Something that for many of us has been quite apparent for years however as I remind myself feeling that something is so, does not give it an evidence base to provide confidence for others and policy is made because of confidence and therefore evidence. You think this is a circular argument and does not need to be pointed out twice. Well maybe but as the article above shows people do not necessarily see the big picture and focus on one half of a problem not realising that it could prove the opposite is true.

For instance the article quotes

This new realisation rests on evidence that genetic factors initially associated with, for example, schizophrenia have now been recognised as equally important in raising the risk for several other problems including epilepsy, attention deficit disorder, autism and learning disability.

In fact to my mind it just goes to show that we are sadly lacking in good quality research into mental illness and their treatment something that has been known for many years without much changing. Unfortunately it also shows that we still have very little knowledge about what may cause mental illness or how to define when someone has become ill.

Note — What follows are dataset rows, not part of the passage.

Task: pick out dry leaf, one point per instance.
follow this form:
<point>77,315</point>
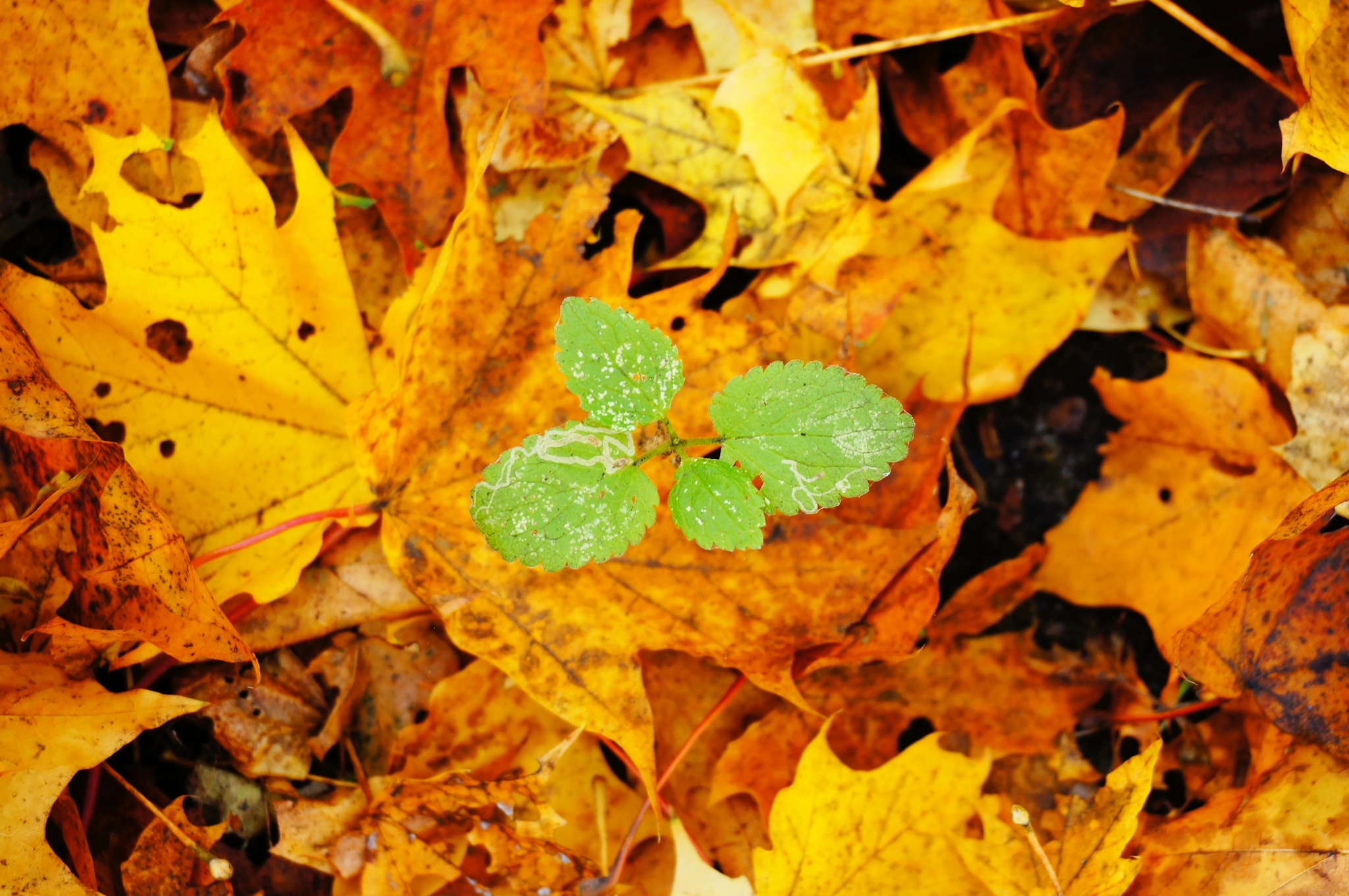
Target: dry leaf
<point>51,728</point>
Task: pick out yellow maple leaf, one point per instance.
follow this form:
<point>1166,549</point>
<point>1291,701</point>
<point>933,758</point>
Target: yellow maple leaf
<point>229,350</point>
<point>1086,860</point>
<point>51,728</point>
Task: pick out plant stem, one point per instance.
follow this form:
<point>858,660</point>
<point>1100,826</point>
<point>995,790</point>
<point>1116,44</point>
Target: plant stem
<point>1189,709</point>
<point>338,512</point>
<point>598,885</point>
<point>219,868</point>
<point>1293,91</point>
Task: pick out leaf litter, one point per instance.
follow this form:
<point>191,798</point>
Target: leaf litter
<point>1000,365</point>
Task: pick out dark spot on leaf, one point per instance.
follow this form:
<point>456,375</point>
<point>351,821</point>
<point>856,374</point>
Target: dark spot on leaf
<point>115,431</point>
<point>918,729</point>
<point>171,340</point>
<point>96,113</point>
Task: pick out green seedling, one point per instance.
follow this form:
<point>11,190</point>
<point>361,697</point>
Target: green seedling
<point>794,438</point>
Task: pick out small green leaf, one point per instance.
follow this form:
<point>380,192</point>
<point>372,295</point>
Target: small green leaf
<point>624,371</point>
<point>815,435</point>
<point>352,201</point>
<point>566,498</point>
<point>715,504</point>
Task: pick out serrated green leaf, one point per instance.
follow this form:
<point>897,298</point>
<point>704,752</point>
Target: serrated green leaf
<point>566,498</point>
<point>815,435</point>
<point>715,504</point>
<point>624,371</point>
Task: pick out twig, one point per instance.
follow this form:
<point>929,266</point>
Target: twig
<point>335,514</point>
<point>1023,818</point>
<point>393,61</point>
<point>1171,713</point>
<point>867,49</point>
<point>1203,350</point>
<point>1293,91</point>
<point>219,868</point>
<point>1189,207</point>
<point>598,885</point>
<point>360,772</point>
<point>601,791</point>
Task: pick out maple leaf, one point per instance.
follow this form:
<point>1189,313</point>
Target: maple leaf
<point>396,143</point>
<point>132,570</point>
<point>1274,632</point>
<point>221,333</point>
<point>474,395</point>
<point>1317,34</point>
<point>111,73</point>
<point>51,728</point>
<point>1283,833</point>
<point>1190,468</point>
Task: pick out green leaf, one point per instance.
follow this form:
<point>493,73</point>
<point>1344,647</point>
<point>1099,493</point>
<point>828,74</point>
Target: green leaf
<point>566,498</point>
<point>815,435</point>
<point>624,371</point>
<point>717,504</point>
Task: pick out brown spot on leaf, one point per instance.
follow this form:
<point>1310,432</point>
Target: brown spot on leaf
<point>171,340</point>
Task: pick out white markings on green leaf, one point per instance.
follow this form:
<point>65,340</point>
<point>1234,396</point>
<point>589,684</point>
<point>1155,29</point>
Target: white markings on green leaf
<point>566,498</point>
<point>717,504</point>
<point>815,435</point>
<point>624,371</point>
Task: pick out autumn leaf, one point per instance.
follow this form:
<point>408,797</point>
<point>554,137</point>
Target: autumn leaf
<point>53,727</point>
<point>266,348</point>
<point>397,142</point>
<point>1273,632</point>
<point>495,392</point>
<point>1190,468</point>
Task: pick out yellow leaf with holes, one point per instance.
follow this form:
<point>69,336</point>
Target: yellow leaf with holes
<point>224,356</point>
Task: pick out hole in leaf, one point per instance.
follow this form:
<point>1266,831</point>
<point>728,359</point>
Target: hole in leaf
<point>916,731</point>
<point>114,431</point>
<point>171,340</point>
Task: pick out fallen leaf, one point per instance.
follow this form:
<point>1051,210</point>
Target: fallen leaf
<point>478,721</point>
<point>111,73</point>
<point>347,588</point>
<point>1275,628</point>
<point>1154,163</point>
<point>1186,492</point>
<point>51,728</point>
<point>263,348</point>
<point>1282,834</point>
<point>266,727</point>
<point>694,876</point>
<point>1317,32</point>
<point>579,658</point>
<point>842,831</point>
<point>162,865</point>
<point>1086,858</point>
<point>1318,394</point>
<point>396,143</point>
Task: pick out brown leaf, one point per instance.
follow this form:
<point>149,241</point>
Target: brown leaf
<point>396,143</point>
<point>1277,629</point>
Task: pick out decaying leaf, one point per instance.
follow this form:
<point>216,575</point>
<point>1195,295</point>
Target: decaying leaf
<point>1275,628</point>
<point>1189,487</point>
<point>51,728</point>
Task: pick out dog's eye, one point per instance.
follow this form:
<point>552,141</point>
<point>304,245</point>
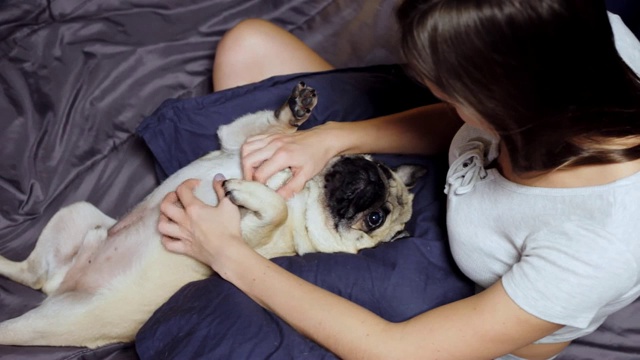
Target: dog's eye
<point>375,219</point>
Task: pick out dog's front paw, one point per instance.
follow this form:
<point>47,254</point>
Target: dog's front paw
<point>237,191</point>
<point>302,100</point>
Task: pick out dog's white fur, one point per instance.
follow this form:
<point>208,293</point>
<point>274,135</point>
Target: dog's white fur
<point>105,278</point>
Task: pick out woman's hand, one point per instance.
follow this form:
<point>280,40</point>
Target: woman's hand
<point>193,228</point>
<point>306,153</point>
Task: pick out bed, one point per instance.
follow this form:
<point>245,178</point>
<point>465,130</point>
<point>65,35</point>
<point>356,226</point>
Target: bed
<point>103,99</point>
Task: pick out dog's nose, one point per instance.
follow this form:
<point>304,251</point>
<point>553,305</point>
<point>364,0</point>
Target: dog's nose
<point>353,185</point>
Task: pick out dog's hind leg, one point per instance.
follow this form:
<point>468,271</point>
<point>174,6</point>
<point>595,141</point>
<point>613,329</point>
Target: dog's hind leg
<point>286,119</point>
<point>61,320</point>
<point>70,228</point>
<point>266,209</point>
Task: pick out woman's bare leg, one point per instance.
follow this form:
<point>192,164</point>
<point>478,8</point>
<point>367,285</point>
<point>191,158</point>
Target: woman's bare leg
<point>256,49</point>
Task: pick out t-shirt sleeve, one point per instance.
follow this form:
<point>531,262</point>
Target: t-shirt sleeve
<point>566,275</point>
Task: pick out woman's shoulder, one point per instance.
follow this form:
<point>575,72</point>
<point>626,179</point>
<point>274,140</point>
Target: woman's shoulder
<point>469,138</point>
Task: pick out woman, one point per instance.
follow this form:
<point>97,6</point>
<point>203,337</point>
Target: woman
<point>542,189</point>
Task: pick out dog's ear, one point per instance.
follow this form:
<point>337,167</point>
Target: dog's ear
<point>409,174</point>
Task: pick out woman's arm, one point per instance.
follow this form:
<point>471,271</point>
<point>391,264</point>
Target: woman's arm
<point>425,130</point>
<point>483,326</point>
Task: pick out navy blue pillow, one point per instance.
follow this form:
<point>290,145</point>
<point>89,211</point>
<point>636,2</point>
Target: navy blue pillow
<point>213,319</point>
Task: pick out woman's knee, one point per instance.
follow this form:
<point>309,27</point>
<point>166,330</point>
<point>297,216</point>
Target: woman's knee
<point>255,49</point>
<point>248,37</point>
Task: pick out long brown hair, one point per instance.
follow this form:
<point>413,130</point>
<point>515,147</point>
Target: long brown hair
<point>545,74</point>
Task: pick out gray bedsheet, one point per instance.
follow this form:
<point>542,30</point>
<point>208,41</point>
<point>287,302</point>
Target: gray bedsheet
<point>78,76</point>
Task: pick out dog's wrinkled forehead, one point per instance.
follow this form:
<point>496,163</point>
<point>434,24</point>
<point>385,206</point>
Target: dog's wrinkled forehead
<point>355,184</point>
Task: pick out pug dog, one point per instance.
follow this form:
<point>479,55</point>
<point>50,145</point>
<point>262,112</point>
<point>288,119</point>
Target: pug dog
<point>104,278</point>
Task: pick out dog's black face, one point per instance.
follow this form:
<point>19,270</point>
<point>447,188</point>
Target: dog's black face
<point>355,185</point>
<point>366,199</point>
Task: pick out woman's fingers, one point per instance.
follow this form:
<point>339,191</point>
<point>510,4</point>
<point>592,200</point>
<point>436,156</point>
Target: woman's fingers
<point>185,192</point>
<point>218,180</point>
<point>172,209</point>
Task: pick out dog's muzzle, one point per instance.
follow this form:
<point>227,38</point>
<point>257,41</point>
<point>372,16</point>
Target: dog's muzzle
<point>354,185</point>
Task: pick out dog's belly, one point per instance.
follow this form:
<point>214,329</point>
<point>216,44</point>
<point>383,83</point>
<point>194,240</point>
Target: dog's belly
<point>97,265</point>
<point>129,241</point>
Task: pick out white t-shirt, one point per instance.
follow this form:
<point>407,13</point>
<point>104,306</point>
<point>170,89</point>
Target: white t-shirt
<point>566,255</point>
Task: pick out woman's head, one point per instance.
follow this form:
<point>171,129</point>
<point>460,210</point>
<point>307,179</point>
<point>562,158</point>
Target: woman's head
<point>545,75</point>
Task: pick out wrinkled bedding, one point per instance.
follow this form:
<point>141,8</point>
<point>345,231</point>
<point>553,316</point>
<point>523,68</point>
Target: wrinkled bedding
<point>79,76</point>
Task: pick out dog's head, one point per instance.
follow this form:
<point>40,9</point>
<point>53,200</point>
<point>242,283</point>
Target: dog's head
<point>365,202</point>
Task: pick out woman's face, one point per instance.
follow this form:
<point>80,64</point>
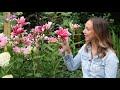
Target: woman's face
<point>88,31</point>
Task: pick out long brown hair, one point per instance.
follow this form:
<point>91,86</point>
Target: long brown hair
<point>103,36</point>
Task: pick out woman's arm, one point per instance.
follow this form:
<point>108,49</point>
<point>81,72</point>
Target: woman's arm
<point>111,66</point>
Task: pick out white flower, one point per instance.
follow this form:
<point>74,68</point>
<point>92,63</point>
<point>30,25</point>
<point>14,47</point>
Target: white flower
<point>8,76</point>
<point>4,59</point>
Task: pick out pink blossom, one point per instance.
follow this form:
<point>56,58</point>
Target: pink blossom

So is there a watershed moment when someone becomes ill?

Some how I doubt it, when there is no clear path from good health to bad how can anyone really be sure that they are? However to try and make order out of chaos is something I feel we all need and particularly scientists so when faced with the problems of mental ill health that’s exactly what we attempt to do, find order and part of that is defining the problem. Problem is I just don’t think we’ve got it right and I’m certainly not sure that the ever expanding diagnostic bible is the way to go however without some guidance how can anything be achieved.

In fact my biggest fear is that we know far too little and that there is no chance of the knowledge base increasing in the near future. Far too many of the studies have focussed on too narrow a brief to ever get to the bottom of the problem.

Plus there is a vacuum of thought that has prevented people from even considering what may be good for their mental health and a reliance on the fact that they have coped without ever considering how well they are. They also suppose that people who don’t carry on regardless are the ill ones when in fact I am far from convinced that they are right.

In fact maybe we should stop worrying about whether someone is ill or not and start thinking about how best to help people cope, help people deal with the rigors of living in this society where poverty, work related stress and crime are rive. In short start taking maintaining our own good mental health more seriously.